🤖 AI Summary
Traditional data augmentation struggles to manipulate high-level semantic attributes (e.g., material, texture), while existing diffusion-based approaches often incur prohibitive computational costs or yield low-fidelity generations. To address this, we propose a training-free synthetic data generation framework that synergistically integrates a pretrained ControlNet with a vision-language model (VLM) to enable multi-path prompt generation, automatic semantic mask construction, and high-quality image filtering. Our method efficiently produces diverse, pixel-accurately annotated images without human annotation, significantly boosting downstream task performance.

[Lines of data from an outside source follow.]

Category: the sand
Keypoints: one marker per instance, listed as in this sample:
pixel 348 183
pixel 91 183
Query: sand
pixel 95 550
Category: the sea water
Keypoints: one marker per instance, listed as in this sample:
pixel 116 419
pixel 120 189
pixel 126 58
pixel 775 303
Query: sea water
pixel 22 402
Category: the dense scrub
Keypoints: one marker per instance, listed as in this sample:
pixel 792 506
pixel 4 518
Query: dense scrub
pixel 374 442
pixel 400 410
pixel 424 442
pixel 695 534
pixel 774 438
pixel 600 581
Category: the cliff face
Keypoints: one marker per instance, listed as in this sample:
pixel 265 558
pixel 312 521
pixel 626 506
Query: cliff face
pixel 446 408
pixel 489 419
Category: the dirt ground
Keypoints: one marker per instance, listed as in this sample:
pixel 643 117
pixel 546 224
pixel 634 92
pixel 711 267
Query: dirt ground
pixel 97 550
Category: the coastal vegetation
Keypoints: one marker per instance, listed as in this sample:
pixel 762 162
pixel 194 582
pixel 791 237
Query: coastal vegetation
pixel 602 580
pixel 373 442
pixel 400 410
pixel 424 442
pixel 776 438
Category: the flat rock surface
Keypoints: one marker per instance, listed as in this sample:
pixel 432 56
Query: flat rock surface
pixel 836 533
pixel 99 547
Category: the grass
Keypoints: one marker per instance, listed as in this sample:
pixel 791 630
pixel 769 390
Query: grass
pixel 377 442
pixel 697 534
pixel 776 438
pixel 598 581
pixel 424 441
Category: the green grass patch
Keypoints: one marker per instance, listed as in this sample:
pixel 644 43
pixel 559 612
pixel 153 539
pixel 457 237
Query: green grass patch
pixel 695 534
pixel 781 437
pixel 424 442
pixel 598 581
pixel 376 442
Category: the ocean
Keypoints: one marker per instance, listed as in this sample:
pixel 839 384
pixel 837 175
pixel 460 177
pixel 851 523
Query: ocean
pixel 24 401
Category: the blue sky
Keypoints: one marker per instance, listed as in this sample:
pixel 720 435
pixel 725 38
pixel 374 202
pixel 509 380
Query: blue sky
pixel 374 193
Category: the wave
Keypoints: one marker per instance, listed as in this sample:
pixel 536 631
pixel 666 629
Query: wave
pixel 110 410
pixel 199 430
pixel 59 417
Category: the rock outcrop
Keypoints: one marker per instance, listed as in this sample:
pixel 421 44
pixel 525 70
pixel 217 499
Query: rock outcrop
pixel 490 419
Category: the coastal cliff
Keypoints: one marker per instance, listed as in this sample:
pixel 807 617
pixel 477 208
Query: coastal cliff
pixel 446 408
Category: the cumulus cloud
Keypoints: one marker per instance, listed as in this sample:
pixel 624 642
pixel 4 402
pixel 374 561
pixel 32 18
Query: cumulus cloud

In few-shot semantic segmentation on PASCAL-5i and COCO-20i, it surpasses current state-of-the-art methods, demonstrating superior semantic fidelity, diversity, and practical utility.
📝 Abstract
Generating enough and diverse data through augmentation offers an efficient solution to the time-consuming and labour-intensive process of collecting and annotating pixel-wise images. Traditional data augmentation techniques often face challenges in manipulating high-level semantic attributes, such as materials and textures. In contrast, diffusion models offer a robust alternative, by effectively utilizing text-to-image or image-to-image transformation. However, existing diffusion-based methods are either computationally expensive or compromise on performance. To address this issue, we introduce a novel training-free pipeline that integrates pretrained ControlNet and Vision-Language Models (VLMs) to generate synthetic images paired with pixel-level labels. This approach eliminates the need for manual annotations and significantly improves downstream tasks. To improve the fidelity and diversity, we add a Multi-way Prompt Generator, Mask Generator and High-quality Image Selection module. Our results on PASCAL-5i and COCO-20i present promising performance and outperform concurrent work for one-shot semantic segmentation.